All the while Randy becomes more desperate for Bambi to make good on her promise. Bambi is able to keep Randy at arms length while taking him further down the rabbit hole. She has him right where she wants and needs him to be.

Floyd, another member of her cast begins to feel that something is not quite right as fellow cast members don't return calls and Bambi and Randy appear evasive.

Kat dies next. Bambi is upset when Randy dumps her body on the floor of the garage ‘I liked Kat’. Like a sick puppy or a cat that keeps bringing its master offerings of dead birds or mice. Randy keeps bringing bodies to Bambi. Her obsession with blood and souls is matched only by his obsession with Bambi.

Nick and Lord Fiendish are the next to go. Drunk and angry, Randy wants payment for all the work he's done. As far as he's concerned ‘No means yes’ in his mind. He attacks Bambi and in desperation she calls Buck for help. He arrives just in time to land a heavy blow square on Randy's chin. Randy leaves but not before a thinly veiled threat. ‘This is your last chance Bambi’.

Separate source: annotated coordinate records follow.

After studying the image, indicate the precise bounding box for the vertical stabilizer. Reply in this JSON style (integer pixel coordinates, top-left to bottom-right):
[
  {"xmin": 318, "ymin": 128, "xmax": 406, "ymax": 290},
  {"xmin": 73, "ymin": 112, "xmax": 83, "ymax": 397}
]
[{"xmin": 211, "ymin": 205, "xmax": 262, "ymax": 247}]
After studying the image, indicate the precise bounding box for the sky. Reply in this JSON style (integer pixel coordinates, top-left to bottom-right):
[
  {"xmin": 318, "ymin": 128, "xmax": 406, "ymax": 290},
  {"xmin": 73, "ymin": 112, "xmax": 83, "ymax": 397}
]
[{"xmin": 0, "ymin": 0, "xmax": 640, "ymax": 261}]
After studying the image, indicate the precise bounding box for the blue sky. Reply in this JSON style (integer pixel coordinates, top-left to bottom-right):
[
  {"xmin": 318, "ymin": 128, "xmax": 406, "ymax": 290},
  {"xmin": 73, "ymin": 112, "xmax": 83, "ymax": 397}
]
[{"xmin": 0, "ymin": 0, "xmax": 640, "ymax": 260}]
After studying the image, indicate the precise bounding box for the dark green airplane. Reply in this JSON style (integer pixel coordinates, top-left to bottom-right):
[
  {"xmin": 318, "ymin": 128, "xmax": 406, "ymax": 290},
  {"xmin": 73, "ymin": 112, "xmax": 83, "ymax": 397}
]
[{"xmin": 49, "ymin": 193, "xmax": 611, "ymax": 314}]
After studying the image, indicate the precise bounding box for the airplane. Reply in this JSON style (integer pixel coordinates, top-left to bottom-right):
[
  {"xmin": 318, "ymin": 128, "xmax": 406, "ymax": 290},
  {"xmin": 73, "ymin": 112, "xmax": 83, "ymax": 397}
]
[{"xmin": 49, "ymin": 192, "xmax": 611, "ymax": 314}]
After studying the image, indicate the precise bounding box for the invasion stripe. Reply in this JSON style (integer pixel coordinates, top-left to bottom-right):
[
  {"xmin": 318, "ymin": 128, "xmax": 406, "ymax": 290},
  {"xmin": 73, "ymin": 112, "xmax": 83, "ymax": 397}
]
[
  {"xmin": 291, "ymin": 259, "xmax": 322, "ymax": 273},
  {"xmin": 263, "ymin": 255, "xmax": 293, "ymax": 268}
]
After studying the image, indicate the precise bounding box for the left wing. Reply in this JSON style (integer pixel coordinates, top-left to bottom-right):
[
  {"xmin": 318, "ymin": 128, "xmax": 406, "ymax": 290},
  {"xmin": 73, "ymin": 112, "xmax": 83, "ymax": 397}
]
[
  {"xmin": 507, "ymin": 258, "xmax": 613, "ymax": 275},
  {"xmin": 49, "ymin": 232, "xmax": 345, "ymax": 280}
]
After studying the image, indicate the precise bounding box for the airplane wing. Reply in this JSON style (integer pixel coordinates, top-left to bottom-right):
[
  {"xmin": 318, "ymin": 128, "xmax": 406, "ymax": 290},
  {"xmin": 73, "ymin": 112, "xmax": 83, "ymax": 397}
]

Buck takes Bambi out to look for a place to bury body parts. But when they return her beloved car is missing. Randy calls her. ‘Missing something Bambi?’

Randy has taken her car and he's threatening to kill it. Randy brings back the car on a promise of getting what he wants. Buck confronts Randy and he runs.

But she soon realises that there is something wrong with the car.

Bambi finds out her car is diseased and she will soon pay the ultimate price to bring her beloved Dodge to life.

==Cast==
- Jacinta Stapleton as Bambi Steele
- Matthew Blackwood-Hume as Buck Steele
- Tai Scrivener as Randy
- Elizabeth Hagan as Kat
- Mark Petlock as Floyd
- Christopher Phillips as Lochy
- Steve Taylor as Mort
- Lord Fiendish as Fiendish
- Paul Armstrong as the Dentist
- Nick Karavokirakos as Nick
- Chris Griffiths as the Drunk Driver

==Review==
'Horror/Cult's' James Ackland said. Trust me, the ending is so twisted that I was sweating while laughing. Grind on!!

'Fear Forever's' Erin Grant said. One of its messages is that women don't owe their bodies to anyone. Bambi knows this and it makes her an awesome character.

'Beyond Chron' said, Musclecar entertainingly gives lucky viewers gleefully trashy leers and repeatedly sticks its figurative tongue in their ears.

Screen Realm said of the film, "Musclecar is too caught up in trying to become an instant cult-classic that it fails to even be worthy of a viewing."